In his homily, Jenkins also shared the story of the four Holy Cross sisters who joined Sorin in 1843, the year after he founded the University, enduring a difficult voyage from France to North America and the trying first years of Notre Dame.
Jenkins called the women, one of whom was only 19 years old, “integral to founding the University.”
“Notre Dame could not have survived without them,” he added.
Jenkins also addressed “presentism,” or the tendency to critically interpret past events in terms of modern ideas and values. He said “presentism” is a threat to tradition and the University should honor its founders while acknowledging their mistakes.
“We recognize the limitations and mistakes of those who have gone before us, and we should not hesitate to acknowledge them, but we also learn about virtue and action [through past leaders],” he said.

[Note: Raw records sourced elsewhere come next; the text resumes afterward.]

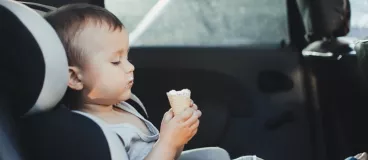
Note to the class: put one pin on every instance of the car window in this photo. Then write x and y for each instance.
(359, 18)
(202, 22)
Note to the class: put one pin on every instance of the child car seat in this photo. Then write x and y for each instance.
(34, 71)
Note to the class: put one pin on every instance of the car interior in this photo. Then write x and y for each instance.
(299, 94)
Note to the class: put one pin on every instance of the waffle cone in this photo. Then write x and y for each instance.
(179, 103)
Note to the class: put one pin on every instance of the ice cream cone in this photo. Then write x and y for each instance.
(179, 100)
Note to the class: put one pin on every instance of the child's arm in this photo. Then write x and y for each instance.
(175, 133)
(161, 151)
(178, 152)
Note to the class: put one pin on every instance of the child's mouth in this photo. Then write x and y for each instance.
(131, 82)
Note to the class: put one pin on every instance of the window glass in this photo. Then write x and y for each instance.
(202, 22)
(359, 18)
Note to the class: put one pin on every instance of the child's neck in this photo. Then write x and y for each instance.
(97, 109)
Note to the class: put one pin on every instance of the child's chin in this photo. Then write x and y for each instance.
(126, 95)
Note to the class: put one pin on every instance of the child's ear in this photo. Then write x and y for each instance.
(75, 78)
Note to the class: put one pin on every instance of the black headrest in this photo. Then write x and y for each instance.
(325, 18)
(361, 48)
(33, 61)
(40, 8)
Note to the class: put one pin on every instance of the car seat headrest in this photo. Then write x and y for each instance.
(361, 48)
(42, 9)
(33, 60)
(325, 18)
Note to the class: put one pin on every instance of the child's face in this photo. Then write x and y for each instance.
(106, 75)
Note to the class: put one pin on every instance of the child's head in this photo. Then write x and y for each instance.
(97, 47)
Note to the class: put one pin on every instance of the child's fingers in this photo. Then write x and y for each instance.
(168, 116)
(194, 126)
(199, 113)
(191, 120)
(194, 106)
(185, 115)
(194, 132)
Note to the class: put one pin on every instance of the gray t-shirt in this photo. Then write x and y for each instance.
(137, 144)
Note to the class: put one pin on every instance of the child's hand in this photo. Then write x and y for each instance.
(177, 131)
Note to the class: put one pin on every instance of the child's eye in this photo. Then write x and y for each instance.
(116, 63)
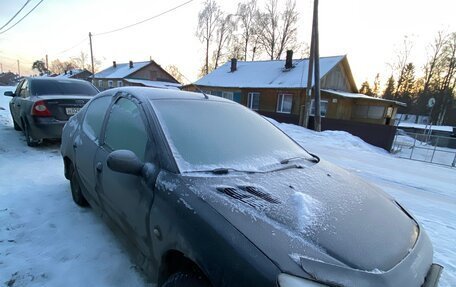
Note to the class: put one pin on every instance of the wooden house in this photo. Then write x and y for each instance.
(145, 74)
(82, 74)
(277, 89)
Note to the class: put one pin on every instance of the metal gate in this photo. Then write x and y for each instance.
(425, 147)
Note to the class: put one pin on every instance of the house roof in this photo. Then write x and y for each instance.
(361, 96)
(121, 70)
(155, 84)
(70, 73)
(266, 74)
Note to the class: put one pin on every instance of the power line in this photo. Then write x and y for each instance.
(72, 47)
(23, 6)
(22, 18)
(145, 20)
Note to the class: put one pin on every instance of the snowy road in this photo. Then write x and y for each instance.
(45, 240)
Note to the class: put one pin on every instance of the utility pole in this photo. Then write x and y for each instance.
(91, 55)
(306, 112)
(317, 69)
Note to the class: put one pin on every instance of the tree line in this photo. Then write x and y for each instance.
(438, 81)
(251, 32)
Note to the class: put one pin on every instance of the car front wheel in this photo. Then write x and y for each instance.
(183, 279)
(76, 192)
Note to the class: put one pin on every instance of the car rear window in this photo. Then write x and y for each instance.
(62, 87)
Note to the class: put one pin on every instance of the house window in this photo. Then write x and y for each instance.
(284, 103)
(227, 95)
(323, 108)
(253, 101)
(369, 112)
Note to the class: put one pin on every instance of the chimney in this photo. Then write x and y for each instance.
(233, 65)
(289, 60)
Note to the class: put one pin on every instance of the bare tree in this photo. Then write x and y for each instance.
(224, 31)
(402, 61)
(207, 20)
(288, 29)
(174, 71)
(267, 28)
(277, 31)
(246, 12)
(435, 60)
(60, 67)
(81, 60)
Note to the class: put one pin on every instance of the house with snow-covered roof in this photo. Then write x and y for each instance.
(82, 74)
(145, 74)
(277, 89)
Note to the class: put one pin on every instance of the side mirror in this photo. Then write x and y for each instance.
(125, 161)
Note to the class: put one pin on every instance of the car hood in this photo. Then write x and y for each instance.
(320, 213)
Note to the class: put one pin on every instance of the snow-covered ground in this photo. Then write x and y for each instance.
(45, 240)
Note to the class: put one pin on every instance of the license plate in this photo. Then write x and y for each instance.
(72, 111)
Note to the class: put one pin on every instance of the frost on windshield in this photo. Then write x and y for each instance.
(206, 135)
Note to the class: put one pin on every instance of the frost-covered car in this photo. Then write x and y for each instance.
(210, 193)
(41, 106)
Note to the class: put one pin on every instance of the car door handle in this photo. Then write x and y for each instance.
(99, 167)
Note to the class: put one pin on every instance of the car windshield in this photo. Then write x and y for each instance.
(61, 87)
(207, 135)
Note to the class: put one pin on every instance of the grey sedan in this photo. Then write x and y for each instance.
(209, 193)
(40, 107)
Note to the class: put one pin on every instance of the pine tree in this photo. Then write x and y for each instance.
(365, 89)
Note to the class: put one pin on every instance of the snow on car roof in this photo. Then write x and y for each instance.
(155, 84)
(266, 74)
(121, 70)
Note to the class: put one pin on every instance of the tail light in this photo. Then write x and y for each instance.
(40, 109)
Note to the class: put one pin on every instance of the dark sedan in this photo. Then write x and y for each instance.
(40, 107)
(210, 193)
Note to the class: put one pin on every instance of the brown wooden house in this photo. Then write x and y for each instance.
(82, 74)
(277, 89)
(145, 74)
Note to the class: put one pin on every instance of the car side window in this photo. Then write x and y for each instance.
(23, 93)
(94, 117)
(125, 128)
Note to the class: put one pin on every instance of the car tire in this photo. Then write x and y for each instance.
(28, 138)
(184, 279)
(76, 192)
(16, 126)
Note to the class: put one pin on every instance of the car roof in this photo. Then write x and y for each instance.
(151, 94)
(55, 79)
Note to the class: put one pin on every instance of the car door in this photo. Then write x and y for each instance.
(16, 101)
(127, 198)
(87, 143)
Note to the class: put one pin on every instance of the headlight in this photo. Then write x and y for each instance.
(286, 280)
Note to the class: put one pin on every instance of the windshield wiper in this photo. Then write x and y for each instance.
(220, 170)
(313, 159)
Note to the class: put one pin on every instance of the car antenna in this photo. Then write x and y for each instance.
(196, 87)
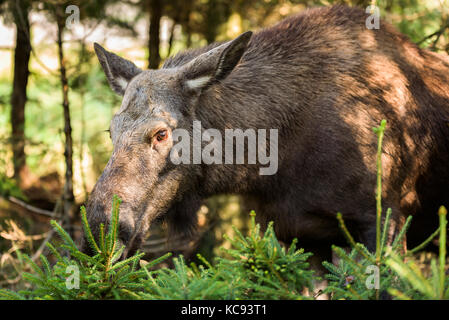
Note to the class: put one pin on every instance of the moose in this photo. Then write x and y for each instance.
(323, 80)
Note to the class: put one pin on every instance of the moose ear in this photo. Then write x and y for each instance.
(214, 65)
(119, 71)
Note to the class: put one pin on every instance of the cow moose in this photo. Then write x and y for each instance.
(323, 80)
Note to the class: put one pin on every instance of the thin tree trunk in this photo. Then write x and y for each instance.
(172, 36)
(68, 196)
(154, 33)
(19, 95)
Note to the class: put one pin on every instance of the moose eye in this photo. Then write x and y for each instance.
(161, 135)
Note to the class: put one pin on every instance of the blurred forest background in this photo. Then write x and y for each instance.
(55, 103)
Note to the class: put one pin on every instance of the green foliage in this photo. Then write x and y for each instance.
(258, 268)
(102, 276)
(417, 286)
(362, 274)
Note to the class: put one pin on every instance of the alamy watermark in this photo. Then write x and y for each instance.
(209, 147)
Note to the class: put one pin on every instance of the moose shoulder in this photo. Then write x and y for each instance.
(321, 80)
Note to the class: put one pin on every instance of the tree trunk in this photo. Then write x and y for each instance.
(68, 197)
(154, 33)
(22, 52)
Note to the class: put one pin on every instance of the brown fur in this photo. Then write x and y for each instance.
(324, 80)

The University’s founding values continue to permeate Notre Dame today, especially during the trying times of the COVID-19 pandemic, Jenkins said.

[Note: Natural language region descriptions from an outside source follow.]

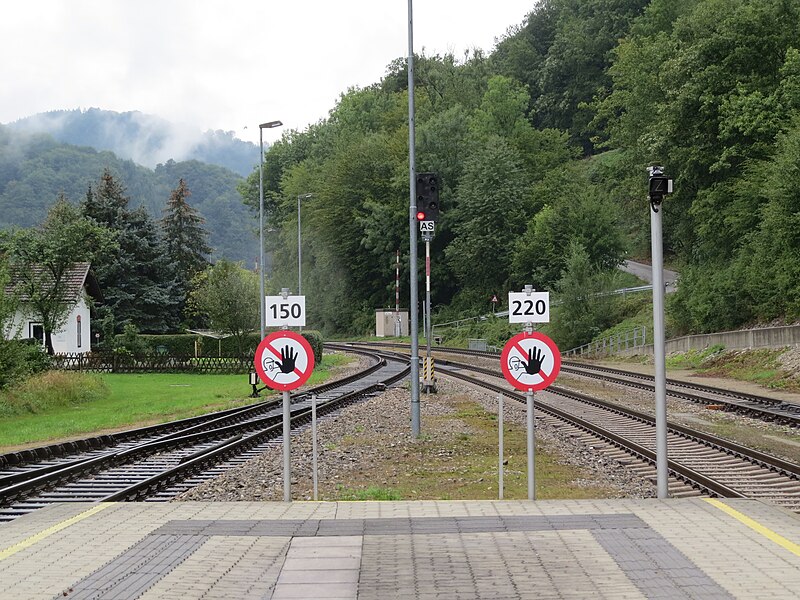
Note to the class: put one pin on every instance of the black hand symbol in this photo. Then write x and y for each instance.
(535, 359)
(288, 356)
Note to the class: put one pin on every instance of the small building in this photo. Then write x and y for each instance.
(75, 336)
(391, 323)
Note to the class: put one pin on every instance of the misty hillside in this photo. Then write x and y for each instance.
(35, 169)
(145, 139)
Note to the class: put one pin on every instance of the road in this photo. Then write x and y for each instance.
(645, 272)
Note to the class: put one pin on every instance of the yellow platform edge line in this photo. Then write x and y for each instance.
(26, 543)
(755, 526)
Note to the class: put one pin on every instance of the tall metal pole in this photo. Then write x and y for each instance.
(412, 225)
(662, 467)
(261, 266)
(299, 253)
(428, 326)
(262, 300)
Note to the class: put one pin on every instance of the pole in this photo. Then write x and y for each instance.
(500, 443)
(299, 254)
(531, 450)
(262, 301)
(314, 442)
(397, 284)
(412, 224)
(662, 467)
(287, 465)
(428, 327)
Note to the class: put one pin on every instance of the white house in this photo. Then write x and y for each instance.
(75, 335)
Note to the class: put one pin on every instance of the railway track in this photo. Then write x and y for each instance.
(156, 463)
(755, 406)
(699, 463)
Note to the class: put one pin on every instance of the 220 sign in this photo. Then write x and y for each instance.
(529, 308)
(289, 311)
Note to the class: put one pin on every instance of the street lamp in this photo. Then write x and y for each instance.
(299, 247)
(262, 301)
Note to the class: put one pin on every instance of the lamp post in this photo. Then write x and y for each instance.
(299, 247)
(262, 301)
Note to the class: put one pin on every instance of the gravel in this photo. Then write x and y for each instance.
(383, 422)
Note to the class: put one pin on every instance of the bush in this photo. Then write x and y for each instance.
(51, 390)
(20, 359)
(314, 338)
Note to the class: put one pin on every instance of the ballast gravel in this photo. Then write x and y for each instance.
(388, 416)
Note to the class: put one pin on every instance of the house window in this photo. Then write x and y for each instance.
(36, 331)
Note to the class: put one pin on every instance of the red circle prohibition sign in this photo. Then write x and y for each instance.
(530, 361)
(284, 360)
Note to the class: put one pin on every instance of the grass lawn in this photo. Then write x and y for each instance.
(138, 400)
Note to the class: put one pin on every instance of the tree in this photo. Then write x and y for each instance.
(227, 294)
(137, 279)
(42, 259)
(184, 239)
(490, 215)
(584, 310)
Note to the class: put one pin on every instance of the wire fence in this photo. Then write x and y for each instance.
(629, 340)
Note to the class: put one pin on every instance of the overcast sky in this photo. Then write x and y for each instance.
(228, 64)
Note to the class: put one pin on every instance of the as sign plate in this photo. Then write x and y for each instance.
(529, 308)
(289, 311)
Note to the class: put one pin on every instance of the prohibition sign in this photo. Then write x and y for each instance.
(284, 360)
(530, 361)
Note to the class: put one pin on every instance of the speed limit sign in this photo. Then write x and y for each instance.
(286, 312)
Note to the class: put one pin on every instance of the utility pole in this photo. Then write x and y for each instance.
(659, 187)
(413, 309)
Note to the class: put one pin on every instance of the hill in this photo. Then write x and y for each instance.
(35, 169)
(145, 139)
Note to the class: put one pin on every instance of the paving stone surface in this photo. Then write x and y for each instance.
(472, 550)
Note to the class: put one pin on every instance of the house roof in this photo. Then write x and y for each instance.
(76, 278)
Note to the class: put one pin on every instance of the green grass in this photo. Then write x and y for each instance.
(136, 400)
(693, 359)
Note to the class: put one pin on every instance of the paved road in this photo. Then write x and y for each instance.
(645, 272)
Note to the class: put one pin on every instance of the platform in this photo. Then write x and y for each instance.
(619, 549)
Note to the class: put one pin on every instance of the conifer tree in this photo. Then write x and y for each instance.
(185, 241)
(137, 281)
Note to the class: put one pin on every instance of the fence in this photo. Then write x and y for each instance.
(766, 337)
(630, 340)
(152, 363)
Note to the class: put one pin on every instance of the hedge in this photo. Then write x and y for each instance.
(183, 344)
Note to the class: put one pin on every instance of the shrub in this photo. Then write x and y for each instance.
(314, 339)
(51, 390)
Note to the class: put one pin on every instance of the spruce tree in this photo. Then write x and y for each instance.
(137, 281)
(185, 240)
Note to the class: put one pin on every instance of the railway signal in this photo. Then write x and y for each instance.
(427, 197)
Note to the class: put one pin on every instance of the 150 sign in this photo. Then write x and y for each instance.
(289, 311)
(529, 308)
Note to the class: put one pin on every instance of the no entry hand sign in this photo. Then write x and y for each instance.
(284, 360)
(530, 361)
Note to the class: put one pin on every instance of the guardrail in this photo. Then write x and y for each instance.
(504, 313)
(630, 340)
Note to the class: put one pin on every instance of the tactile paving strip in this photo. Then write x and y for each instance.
(449, 553)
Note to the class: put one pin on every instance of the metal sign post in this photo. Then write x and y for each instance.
(530, 360)
(500, 444)
(314, 442)
(284, 361)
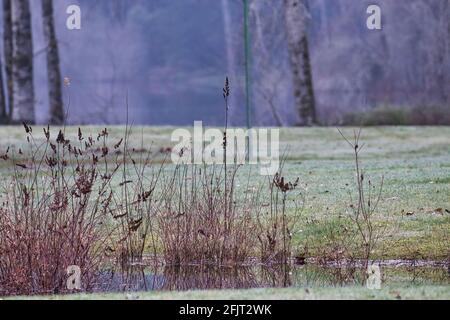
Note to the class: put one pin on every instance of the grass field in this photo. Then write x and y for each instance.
(415, 163)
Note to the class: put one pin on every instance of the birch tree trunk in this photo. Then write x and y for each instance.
(22, 63)
(7, 50)
(3, 113)
(53, 66)
(295, 21)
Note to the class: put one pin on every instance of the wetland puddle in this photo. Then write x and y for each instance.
(400, 273)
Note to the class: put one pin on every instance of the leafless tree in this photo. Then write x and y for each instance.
(22, 63)
(53, 65)
(7, 51)
(3, 112)
(296, 20)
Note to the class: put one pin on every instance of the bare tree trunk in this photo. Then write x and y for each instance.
(7, 51)
(53, 67)
(295, 20)
(230, 55)
(3, 114)
(22, 63)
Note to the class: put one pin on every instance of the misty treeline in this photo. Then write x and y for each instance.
(17, 93)
(311, 61)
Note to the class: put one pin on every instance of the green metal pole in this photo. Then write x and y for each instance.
(247, 64)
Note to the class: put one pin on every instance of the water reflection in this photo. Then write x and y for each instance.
(203, 277)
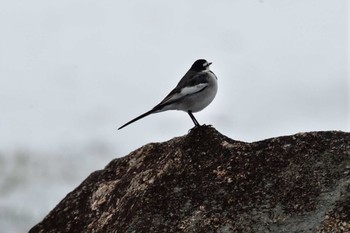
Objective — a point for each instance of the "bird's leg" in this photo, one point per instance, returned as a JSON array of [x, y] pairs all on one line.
[[193, 119]]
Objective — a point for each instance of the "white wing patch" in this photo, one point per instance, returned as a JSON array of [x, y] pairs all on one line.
[[186, 91], [191, 90]]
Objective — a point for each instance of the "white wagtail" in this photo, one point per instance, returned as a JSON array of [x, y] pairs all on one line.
[[193, 93]]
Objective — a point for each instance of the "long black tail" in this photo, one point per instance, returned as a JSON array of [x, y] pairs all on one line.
[[138, 118]]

“I believe that courage and confidence is present in our scholars today,” Jenkins said. “Perseverance was present in 1879 when the Great Fire happened. We know it was present also in the COVID years of 2020 and 2021.”
Jenkins also said honoring the University’s founders is part of Notre Dame’s Catholic character and adherence to tradition.
“In the Catholic Church, the good news of salvation and the Gospel of Jesus is intrinsic not only through scripture but also through the lived reality of the Christian community,” Jenkins said.
Students, faculty and members of the Notre Dame community can discover their full calling and sense of identity by studying founders like Fr. Zahm and the four Holy Cross sisters, he said.
“We learn who we are as we look to the lives of those who have gone before us,” Jenkins said. “We should strive to present the same courage and confidence and dedication and perseverance that they showed.”